From: Office of the Mayor of San Francisco

Anonymous,

Subject to and without waiver of our objections regarding requests for metadata en masse, see attached the requested timestamp fields for the September 3, Prop G event titled "Chase Center Opening Gala" from the Mayor’s Prop G calendar, provided in PDF format, in response to your October 23 request.
Regards,

Hank Heckel
Compliance Officer
Office of the Mayor
City and County of San Francisco

From: twitter.com/journo_anon Public Records Requester

Thank you. We look forward to your complete response to the Oct. 9 request as well.

We will continue to pursue all lawfully disclosable metadata.
There is no difference recognized by the Sunshine Ordinance between the instant metadata (or the metadata you have begun disclosing in emails), vs the remaining lines in the ICS, which we will find out in response to the Oct 9 request.
Your reservation of rights cannot make anything that is lawfully disclosable exempt - only the voters of SF or a pre-empting state law get to decide that.

NOTE: Please be certain you have properly redacted all of your responses.

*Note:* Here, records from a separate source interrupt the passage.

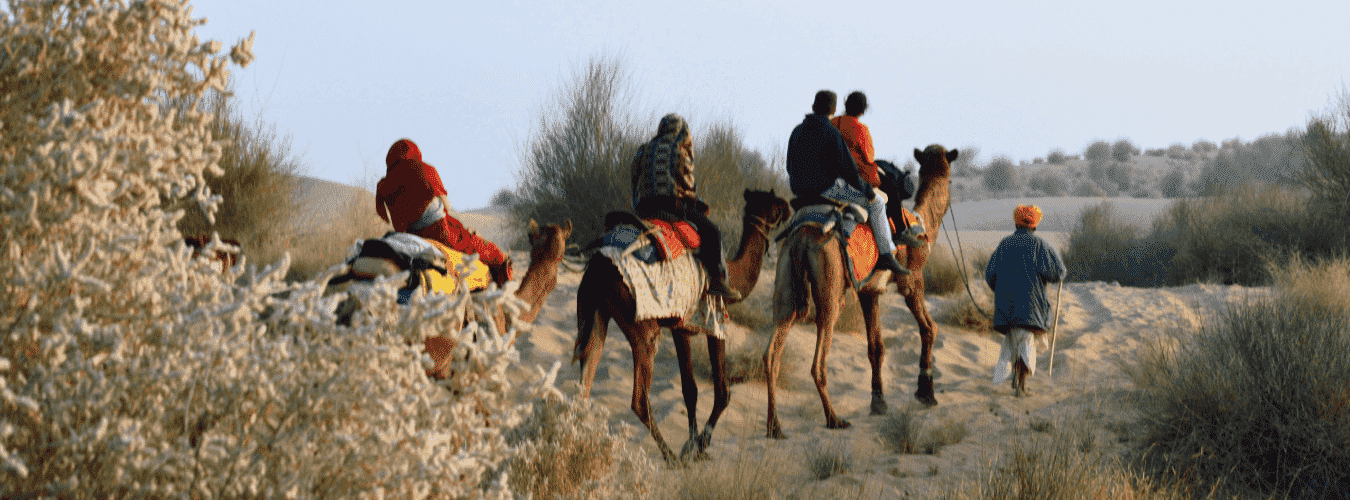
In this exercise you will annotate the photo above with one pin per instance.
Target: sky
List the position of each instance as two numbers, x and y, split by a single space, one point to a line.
467 80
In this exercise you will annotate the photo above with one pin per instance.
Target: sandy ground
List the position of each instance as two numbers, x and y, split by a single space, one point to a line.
1100 325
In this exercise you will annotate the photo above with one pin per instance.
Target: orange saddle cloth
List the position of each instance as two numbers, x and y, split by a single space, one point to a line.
861 250
675 237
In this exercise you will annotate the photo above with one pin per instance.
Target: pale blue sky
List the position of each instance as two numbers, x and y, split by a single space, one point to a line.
466 80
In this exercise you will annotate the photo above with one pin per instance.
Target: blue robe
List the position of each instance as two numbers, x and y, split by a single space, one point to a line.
1018 272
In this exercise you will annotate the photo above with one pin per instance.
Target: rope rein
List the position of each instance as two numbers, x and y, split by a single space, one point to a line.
960 262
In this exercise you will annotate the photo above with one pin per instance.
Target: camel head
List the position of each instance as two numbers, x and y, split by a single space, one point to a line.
548 242
768 207
934 161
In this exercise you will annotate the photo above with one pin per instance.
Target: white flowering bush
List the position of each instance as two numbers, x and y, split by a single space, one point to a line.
128 369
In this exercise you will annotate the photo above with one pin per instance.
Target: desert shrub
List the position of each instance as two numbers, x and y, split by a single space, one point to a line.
1059 466
1203 146
942 275
825 461
1049 183
1100 246
257 187
1173 184
999 175
1087 188
1123 149
967 162
566 449
130 370
1326 143
1271 160
1098 150
1256 399
577 164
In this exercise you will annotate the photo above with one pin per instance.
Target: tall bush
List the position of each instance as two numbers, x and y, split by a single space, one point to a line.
999 175
130 370
1123 149
1326 145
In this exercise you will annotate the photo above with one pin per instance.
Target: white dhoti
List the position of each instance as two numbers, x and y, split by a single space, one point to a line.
1019 343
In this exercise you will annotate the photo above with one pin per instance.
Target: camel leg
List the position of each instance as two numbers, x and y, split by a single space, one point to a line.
825 318
594 349
772 361
689 387
928 334
871 306
721 389
641 338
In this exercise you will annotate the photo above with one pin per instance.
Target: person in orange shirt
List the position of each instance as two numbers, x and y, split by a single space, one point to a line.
859 141
413 200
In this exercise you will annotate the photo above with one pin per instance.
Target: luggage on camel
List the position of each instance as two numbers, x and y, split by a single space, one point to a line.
429 265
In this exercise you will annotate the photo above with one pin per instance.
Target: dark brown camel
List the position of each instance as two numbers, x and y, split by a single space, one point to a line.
812 270
602 296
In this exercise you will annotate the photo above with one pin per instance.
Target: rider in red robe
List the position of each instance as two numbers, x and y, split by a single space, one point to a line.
413 200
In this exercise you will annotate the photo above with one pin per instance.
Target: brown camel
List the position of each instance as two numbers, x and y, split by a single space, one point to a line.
812 269
602 296
547 245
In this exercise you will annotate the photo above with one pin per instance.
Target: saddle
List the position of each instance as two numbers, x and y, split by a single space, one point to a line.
668 239
848 223
429 265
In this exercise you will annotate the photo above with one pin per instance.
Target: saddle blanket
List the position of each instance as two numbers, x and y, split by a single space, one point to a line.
672 238
670 289
431 260
851 223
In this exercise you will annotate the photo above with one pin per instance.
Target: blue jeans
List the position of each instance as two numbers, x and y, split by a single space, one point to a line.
844 192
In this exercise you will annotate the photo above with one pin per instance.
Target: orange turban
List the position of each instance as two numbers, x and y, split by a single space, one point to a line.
1026 215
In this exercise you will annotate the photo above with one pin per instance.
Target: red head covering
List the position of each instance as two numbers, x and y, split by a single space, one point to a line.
402 149
1026 215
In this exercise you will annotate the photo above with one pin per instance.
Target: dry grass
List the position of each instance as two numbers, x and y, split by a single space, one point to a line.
942 276
902 433
1061 462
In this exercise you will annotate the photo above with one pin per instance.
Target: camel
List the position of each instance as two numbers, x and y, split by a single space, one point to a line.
547 245
602 296
812 269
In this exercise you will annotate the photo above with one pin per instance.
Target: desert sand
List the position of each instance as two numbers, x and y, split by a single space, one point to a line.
1100 325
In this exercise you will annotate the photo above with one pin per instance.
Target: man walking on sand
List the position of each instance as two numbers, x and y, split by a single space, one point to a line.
1018 272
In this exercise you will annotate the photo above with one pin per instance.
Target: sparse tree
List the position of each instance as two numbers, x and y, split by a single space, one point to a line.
999 175
1098 150
1122 150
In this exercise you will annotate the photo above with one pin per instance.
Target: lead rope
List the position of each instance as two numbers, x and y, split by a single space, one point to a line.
961 260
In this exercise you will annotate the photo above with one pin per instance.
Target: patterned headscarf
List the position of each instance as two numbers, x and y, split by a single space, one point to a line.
671 135
402 149
1026 215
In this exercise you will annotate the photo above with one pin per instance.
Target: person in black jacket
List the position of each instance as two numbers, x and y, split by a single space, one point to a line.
820 165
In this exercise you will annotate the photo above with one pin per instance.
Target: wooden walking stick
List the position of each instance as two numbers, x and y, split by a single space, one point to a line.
1059 297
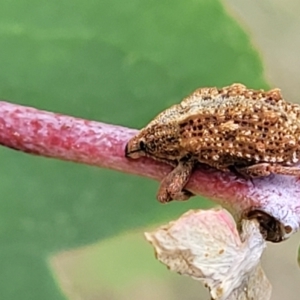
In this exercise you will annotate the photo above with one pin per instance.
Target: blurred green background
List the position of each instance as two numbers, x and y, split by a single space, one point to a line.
120 62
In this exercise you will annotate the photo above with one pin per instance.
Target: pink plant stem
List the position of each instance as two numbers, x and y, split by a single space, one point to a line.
94 143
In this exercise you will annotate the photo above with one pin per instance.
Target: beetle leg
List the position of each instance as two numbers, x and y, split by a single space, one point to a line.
171 187
265 169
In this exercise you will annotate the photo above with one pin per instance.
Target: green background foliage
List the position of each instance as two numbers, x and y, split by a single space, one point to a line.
109 60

Once you send them to us, there is no going back. The email address sending this request is a publicly- viewable mailbox. All of your responses (including all responsive records) may be instantly and automatically available to the public online via the MuckRock.com FOIA service used to issue this request (though the requester is an anonymous user, not a representative of MuckRock). Nothing herein is legal, IT, or professional advice of any kind. The author disclaims all warranties, express or implied, including but not limited to all warranties of merchantability or fitness. In no event shall the author be liable for any special, direct, indirect, consequential, or any other damages whatsoever. The digital signature, if any, in this email is not an indication of a binding agreement or offer; it merely authenticates the sender. Please do not include any confidential information, as I intend that these communications with the City all be public records.

From: Office of the Mayor of San Francisco

Anonymous,

Please see the responsive records to your October 9 request. These are Prop G calendar entries for September 3. The Mayor had no other Prop G meetings on the days requested. There are no other calendar entries for the days requested.

These records have been produced in a TXT converted to PDF format. Metadata from any native format has not been provided to avoid risks to the security and integrity of the original record as well as the city's data and information technology systems and to avoid the release of exempt confidential or privileged information. See Cal. Gov. Code 6253.9 (f) and 6254.19. The PDF format ensures the security and integrity of the original record as well as the security and integrity of the city's data and information technology systems. If there is particular metadata in which you are interested we can discuss that. Please note the consideration of this larger issue of how to handle metadata en masse remains open.

We consider this request closed.
Regards,

Hank Heckel
Compliance Officer
Office of the Mayor
City and County of San Francisco

From: twitter.com/journo_anon Public Records Requester

I don't even understand why anyone would produce records the way you did, Outlook to text file to PDF. It doesn't even make sense.

Metadata is not a format. It is information retained in your computers. It is going to be provided in one format or another, but somehow it is going to be provided. No way is someone going to buy that your timezones, timestamps, RSVP status, and other info is a security record.

We will return to filing complaints.